Although mugs can hold both hot and cold beverages, tea and coffee are arguably the most commonly used. Many prefer the larger capacity a mug affords compared to the traditional tea and coffee cups, especially when it’s the first tea or coffee of the day! Whether we realise it or not, we all have that mug we instinctively reach for in the cupboard. Whilst at work, the differences in patterns, colour and images on our mugs allow us to claim them as our own, thereby preventing others from using our “drink receptacle.” They can also say a lot about us, whether it be by the humorous slogan printed on the side or the amount of coffee stains and/or scratches caused by teaspoons found therein.
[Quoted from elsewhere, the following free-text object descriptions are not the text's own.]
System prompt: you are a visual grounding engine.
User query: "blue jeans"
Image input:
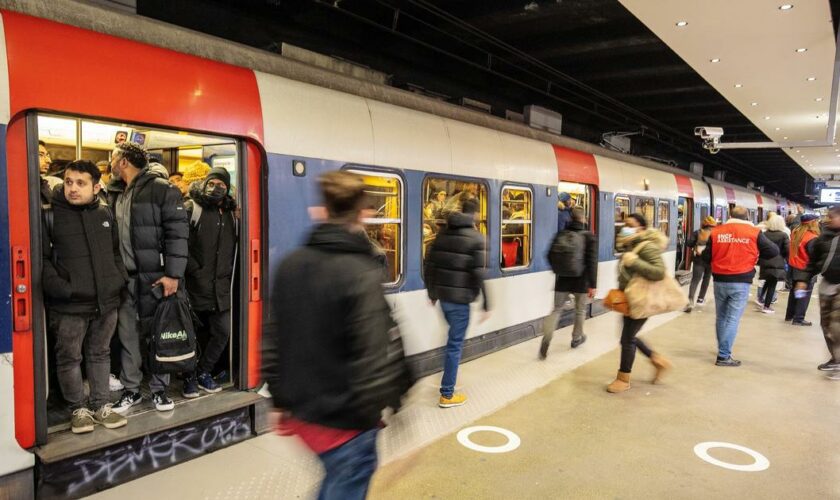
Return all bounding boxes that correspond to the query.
[318,429,379,500]
[715,281,750,359]
[440,300,470,398]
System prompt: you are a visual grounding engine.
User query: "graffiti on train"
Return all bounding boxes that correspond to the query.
[42,409,251,497]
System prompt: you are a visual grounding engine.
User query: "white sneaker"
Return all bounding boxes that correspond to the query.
[108,373,125,392]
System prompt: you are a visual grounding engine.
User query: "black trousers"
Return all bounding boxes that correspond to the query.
[620,316,653,373]
[195,309,230,375]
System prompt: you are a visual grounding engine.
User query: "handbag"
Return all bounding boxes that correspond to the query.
[604,288,630,316]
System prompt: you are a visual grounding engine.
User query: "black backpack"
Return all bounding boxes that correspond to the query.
[548,230,586,278]
[148,290,198,374]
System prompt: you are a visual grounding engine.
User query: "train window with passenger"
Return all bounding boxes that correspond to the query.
[423,177,487,258]
[656,200,671,236]
[501,186,533,269]
[351,170,403,284]
[613,196,630,253]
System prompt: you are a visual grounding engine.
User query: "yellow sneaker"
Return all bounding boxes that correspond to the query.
[438,392,467,408]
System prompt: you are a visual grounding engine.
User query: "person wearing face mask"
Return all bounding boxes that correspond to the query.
[183,167,237,398]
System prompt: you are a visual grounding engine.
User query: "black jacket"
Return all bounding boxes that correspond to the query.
[758,231,790,280]
[423,212,489,311]
[263,224,401,430]
[184,184,237,311]
[802,227,840,285]
[41,184,128,315]
[549,220,598,293]
[108,168,189,319]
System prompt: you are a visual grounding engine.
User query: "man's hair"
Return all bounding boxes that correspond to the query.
[114,141,149,169]
[461,198,478,215]
[729,205,750,220]
[64,160,102,184]
[318,170,366,222]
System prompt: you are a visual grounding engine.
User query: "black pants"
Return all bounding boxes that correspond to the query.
[195,309,230,375]
[620,316,653,373]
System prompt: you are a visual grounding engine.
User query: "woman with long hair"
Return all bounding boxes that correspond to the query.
[607,214,671,393]
[785,214,820,326]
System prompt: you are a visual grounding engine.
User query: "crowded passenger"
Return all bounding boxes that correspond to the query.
[540,207,598,359]
[183,167,237,398]
[607,214,671,393]
[685,215,717,312]
[702,206,779,367]
[108,142,189,414]
[423,195,490,408]
[785,214,820,326]
[263,171,410,500]
[42,160,127,434]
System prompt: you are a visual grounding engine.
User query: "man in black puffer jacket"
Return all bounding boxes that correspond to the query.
[183,167,237,398]
[42,160,128,434]
[107,142,189,414]
[263,171,408,500]
[423,198,489,408]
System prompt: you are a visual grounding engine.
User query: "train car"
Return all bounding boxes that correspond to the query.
[0,2,788,497]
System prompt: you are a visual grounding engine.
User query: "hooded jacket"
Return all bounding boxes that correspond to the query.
[263,224,402,430]
[42,184,128,316]
[618,229,668,290]
[184,181,237,311]
[108,168,189,320]
[423,212,489,311]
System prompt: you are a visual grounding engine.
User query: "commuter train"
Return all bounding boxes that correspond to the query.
[0,2,793,496]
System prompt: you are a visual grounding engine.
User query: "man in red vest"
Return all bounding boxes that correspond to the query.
[703,206,779,366]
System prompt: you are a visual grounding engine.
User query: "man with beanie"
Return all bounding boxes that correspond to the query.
[183,167,237,398]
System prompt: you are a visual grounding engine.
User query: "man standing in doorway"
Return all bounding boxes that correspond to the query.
[108,142,189,414]
[703,206,779,366]
[424,199,489,408]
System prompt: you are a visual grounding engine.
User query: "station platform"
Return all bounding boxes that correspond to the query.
[88,290,840,500]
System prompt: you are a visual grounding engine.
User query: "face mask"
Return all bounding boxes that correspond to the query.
[204,185,227,203]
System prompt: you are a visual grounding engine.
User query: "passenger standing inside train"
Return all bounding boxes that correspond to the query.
[423,199,490,408]
[43,160,128,434]
[540,207,598,359]
[703,206,779,366]
[685,215,717,312]
[785,214,820,326]
[756,215,790,314]
[263,171,404,500]
[607,214,671,393]
[795,206,840,371]
[183,167,237,398]
[108,142,189,414]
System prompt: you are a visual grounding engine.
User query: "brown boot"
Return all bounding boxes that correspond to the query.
[607,372,630,393]
[650,352,673,384]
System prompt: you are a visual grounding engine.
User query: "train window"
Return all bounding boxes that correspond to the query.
[501,186,533,269]
[423,177,487,258]
[613,196,630,252]
[352,170,403,284]
[656,200,671,236]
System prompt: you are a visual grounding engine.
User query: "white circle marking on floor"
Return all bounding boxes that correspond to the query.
[694,441,770,472]
[457,425,522,453]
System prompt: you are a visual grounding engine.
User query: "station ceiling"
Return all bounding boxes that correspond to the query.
[137,0,840,201]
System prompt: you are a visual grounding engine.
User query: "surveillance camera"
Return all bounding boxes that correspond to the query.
[694,127,723,140]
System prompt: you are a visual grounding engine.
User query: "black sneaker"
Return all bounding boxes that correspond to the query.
[715,356,741,366]
[196,372,222,394]
[111,391,143,415]
[817,359,840,372]
[152,391,175,411]
[181,374,201,399]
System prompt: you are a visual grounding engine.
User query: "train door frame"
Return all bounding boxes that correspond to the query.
[26,109,256,446]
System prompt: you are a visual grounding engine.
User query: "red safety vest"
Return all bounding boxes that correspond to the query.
[709,222,761,274]
[788,231,817,271]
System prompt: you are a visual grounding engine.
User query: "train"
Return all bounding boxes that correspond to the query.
[0,0,798,497]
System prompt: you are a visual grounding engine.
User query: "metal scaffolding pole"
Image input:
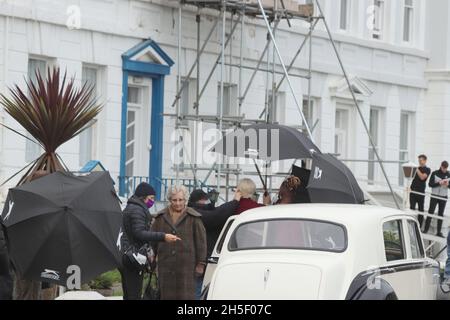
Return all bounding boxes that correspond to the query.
[277,19,319,91]
[312,0,400,209]
[193,9,201,188]
[174,3,183,185]
[200,15,239,102]
[239,21,279,106]
[172,15,220,107]
[258,0,314,141]
[217,2,227,193]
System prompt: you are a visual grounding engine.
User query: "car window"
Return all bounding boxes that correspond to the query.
[229,219,347,252]
[408,220,425,259]
[383,220,405,261]
[216,219,234,254]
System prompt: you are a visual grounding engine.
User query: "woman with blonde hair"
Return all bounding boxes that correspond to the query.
[236,178,270,214]
[152,186,206,300]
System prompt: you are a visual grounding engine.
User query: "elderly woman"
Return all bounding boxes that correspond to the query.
[236,178,270,214]
[152,186,206,300]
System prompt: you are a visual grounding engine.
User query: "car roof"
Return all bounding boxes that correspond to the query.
[232,204,411,226]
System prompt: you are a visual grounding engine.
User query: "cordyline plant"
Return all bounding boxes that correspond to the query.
[0,68,102,185]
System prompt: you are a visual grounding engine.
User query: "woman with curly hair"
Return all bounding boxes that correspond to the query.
[276,176,302,204]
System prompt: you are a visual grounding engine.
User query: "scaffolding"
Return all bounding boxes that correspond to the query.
[164,0,400,208]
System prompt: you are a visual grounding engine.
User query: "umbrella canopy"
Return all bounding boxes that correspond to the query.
[307,154,364,204]
[211,124,320,161]
[2,172,122,286]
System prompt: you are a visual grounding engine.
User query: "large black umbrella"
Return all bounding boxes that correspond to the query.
[2,172,122,286]
[211,124,320,161]
[307,153,364,204]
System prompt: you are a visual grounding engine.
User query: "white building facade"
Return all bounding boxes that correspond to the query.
[0,0,442,202]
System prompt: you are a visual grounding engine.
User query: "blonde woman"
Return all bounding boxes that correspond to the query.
[152,186,206,300]
[236,178,270,214]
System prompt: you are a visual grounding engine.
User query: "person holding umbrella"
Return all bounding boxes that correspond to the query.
[152,186,207,300]
[277,176,301,204]
[120,182,181,300]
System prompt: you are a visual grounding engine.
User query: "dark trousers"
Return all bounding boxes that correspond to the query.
[424,198,447,233]
[409,190,425,227]
[119,256,144,300]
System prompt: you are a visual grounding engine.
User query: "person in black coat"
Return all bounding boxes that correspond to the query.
[188,189,242,299]
[120,182,181,300]
[0,224,13,300]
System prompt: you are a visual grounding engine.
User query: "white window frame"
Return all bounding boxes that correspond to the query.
[367,106,385,185]
[402,0,415,44]
[24,55,54,163]
[78,63,103,167]
[217,82,239,117]
[333,102,353,159]
[372,0,386,40]
[338,0,351,32]
[180,78,197,128]
[399,110,415,187]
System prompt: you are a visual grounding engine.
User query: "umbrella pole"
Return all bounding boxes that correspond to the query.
[253,159,267,192]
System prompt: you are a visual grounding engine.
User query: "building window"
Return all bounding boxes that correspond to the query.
[302,99,315,134]
[383,220,405,262]
[125,86,143,177]
[403,0,414,42]
[372,0,385,40]
[268,90,286,123]
[79,66,99,167]
[25,58,48,163]
[408,220,425,259]
[368,109,381,184]
[180,78,197,127]
[399,112,412,186]
[217,83,238,117]
[339,0,350,30]
[334,109,349,158]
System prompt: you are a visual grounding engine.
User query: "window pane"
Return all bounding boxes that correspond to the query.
[383,220,405,261]
[28,59,47,84]
[79,127,93,167]
[340,0,348,30]
[25,59,47,162]
[408,221,425,259]
[128,87,141,104]
[81,67,97,93]
[127,111,135,124]
[25,133,43,163]
[79,66,97,166]
[230,219,347,252]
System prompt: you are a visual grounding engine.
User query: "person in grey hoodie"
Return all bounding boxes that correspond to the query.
[424,161,450,238]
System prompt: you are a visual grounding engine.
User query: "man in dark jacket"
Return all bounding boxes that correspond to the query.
[424,161,450,238]
[188,189,242,299]
[0,222,13,300]
[120,182,180,300]
[409,154,431,228]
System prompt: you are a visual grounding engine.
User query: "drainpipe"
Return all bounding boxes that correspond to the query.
[0,16,9,202]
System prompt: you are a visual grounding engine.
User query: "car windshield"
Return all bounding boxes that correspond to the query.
[228,219,347,252]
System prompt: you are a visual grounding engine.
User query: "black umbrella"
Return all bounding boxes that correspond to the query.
[2,172,122,286]
[211,124,320,161]
[307,154,364,204]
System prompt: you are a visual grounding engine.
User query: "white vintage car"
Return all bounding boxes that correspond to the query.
[204,204,439,300]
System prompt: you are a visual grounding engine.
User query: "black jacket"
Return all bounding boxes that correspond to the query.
[193,200,239,257]
[0,222,13,300]
[121,196,165,250]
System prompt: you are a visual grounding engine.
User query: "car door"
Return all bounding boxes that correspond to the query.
[380,217,422,300]
[202,216,236,296]
[380,217,433,300]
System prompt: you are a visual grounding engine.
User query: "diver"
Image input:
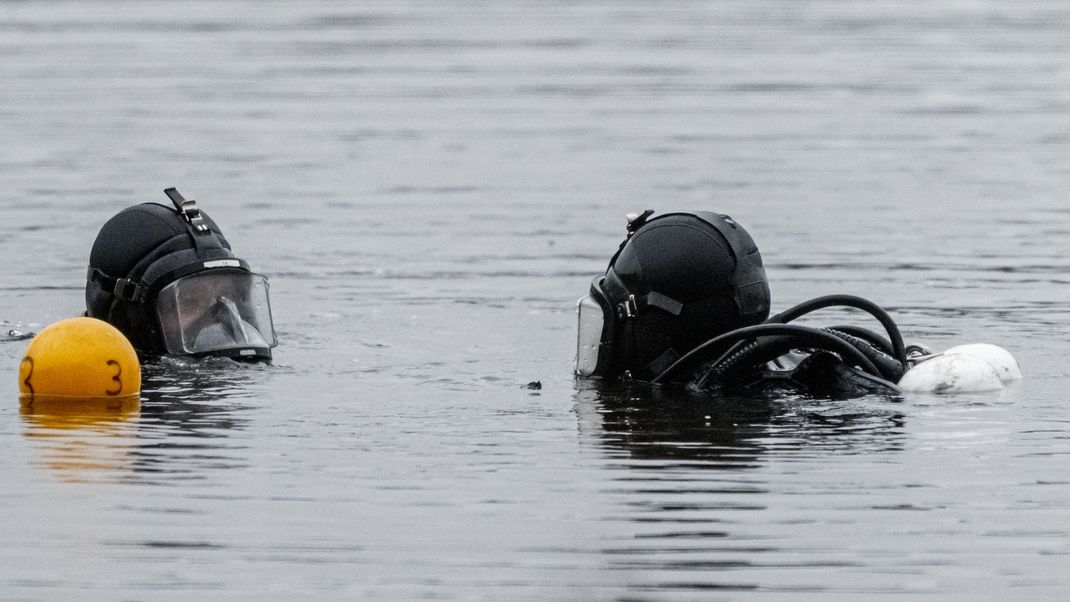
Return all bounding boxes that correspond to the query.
[86,188,277,361]
[575,211,1021,397]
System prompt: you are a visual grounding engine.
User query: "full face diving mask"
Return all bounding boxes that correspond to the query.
[575,211,769,381]
[88,188,277,360]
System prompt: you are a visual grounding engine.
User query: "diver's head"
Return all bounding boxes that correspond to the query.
[86,188,276,360]
[576,211,769,381]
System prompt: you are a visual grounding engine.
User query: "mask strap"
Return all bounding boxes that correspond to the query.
[164,187,223,256]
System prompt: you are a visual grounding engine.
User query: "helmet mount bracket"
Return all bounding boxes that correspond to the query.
[164,188,210,234]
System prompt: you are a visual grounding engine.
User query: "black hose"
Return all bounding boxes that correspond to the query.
[652,324,881,383]
[765,295,907,366]
[828,324,896,356]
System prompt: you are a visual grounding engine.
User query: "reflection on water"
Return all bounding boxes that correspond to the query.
[20,404,138,482]
[21,358,256,483]
[575,381,905,595]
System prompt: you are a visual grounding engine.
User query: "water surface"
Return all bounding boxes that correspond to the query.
[0,0,1070,600]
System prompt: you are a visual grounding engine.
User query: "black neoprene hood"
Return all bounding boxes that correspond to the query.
[600,212,769,379]
[86,203,247,354]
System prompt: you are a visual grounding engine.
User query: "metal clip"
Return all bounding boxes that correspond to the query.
[627,209,654,238]
[164,188,209,233]
[616,295,639,319]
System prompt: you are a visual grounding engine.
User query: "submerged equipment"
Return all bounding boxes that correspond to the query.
[575,211,1022,395]
[575,211,769,381]
[86,188,277,360]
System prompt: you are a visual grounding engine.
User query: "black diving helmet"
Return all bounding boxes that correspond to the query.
[575,211,769,381]
[86,188,277,360]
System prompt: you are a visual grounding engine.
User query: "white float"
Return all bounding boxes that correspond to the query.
[899,343,1022,393]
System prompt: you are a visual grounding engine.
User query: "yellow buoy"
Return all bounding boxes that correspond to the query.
[18,318,141,412]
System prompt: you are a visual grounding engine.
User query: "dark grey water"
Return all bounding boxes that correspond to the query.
[0,0,1070,600]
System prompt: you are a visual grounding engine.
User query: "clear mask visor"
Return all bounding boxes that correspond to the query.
[156,268,277,354]
[576,295,606,376]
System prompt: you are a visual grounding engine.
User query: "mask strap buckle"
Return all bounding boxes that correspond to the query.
[164,188,209,234]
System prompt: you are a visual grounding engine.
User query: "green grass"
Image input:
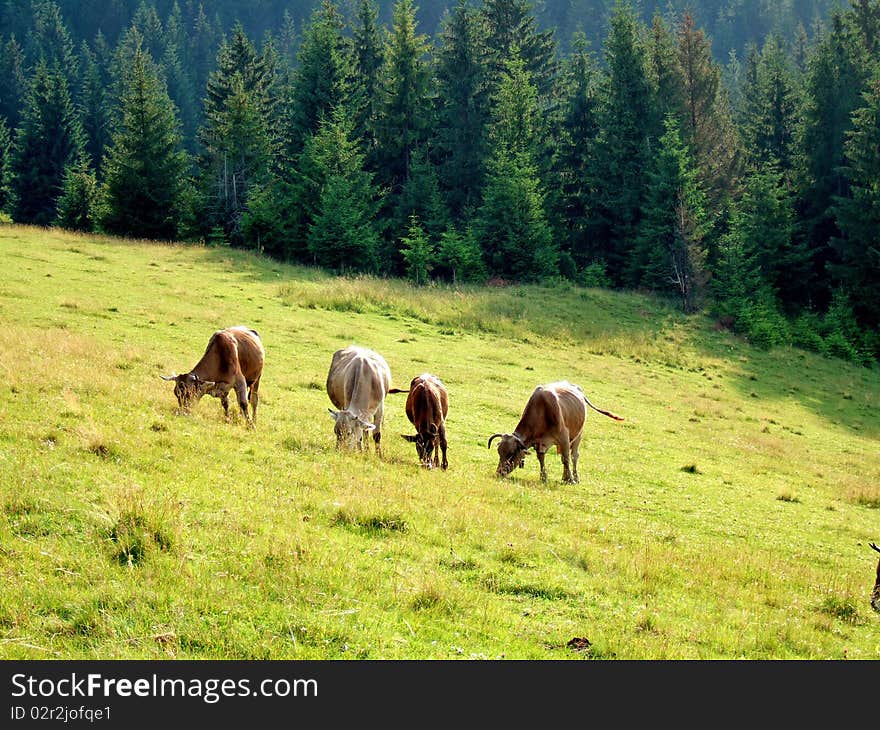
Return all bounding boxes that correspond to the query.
[0,225,880,659]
London’s first coffee house opened in 1652. According to HomeSteady.com, in “1748, Britain banned coffee and all merchandise associated with it, including mugs. This led to a shortage of mugs, and the black-market prices for mugs rose.” If true, this may have been due to the fact that coffee houses had become gathering places for the high-born and common man to gather. Therein, they’d consume the (addictive) coffee and discuss many things, including politics and the latest scientific theories. As a result, coffee houses became pivotal in driving forward intellectual progress in this era. If coffee and mugs were banned today, I suspect it would cause riots!
Sources of reference:
Online Etymology Dictionary
~ T.G. Campbell,May 2022
‘Mug (n.) “small, cylindrical drinking vessel, often with a handle,” 1560s, “bowl, pot, jug,” of unknown origin, perhaps from Scandinavian (compare Swedish mugg “earthen cup, jug,” Norwegian mugge “pitcher, open can for warm drinks”), or Low German mokke, mukke “mug,” also of unknown origin. Hence mug-hunter (1883) “one who enters sporting contests solely to win prizes” (frequently in the form of engraved cups), a term of contempt.’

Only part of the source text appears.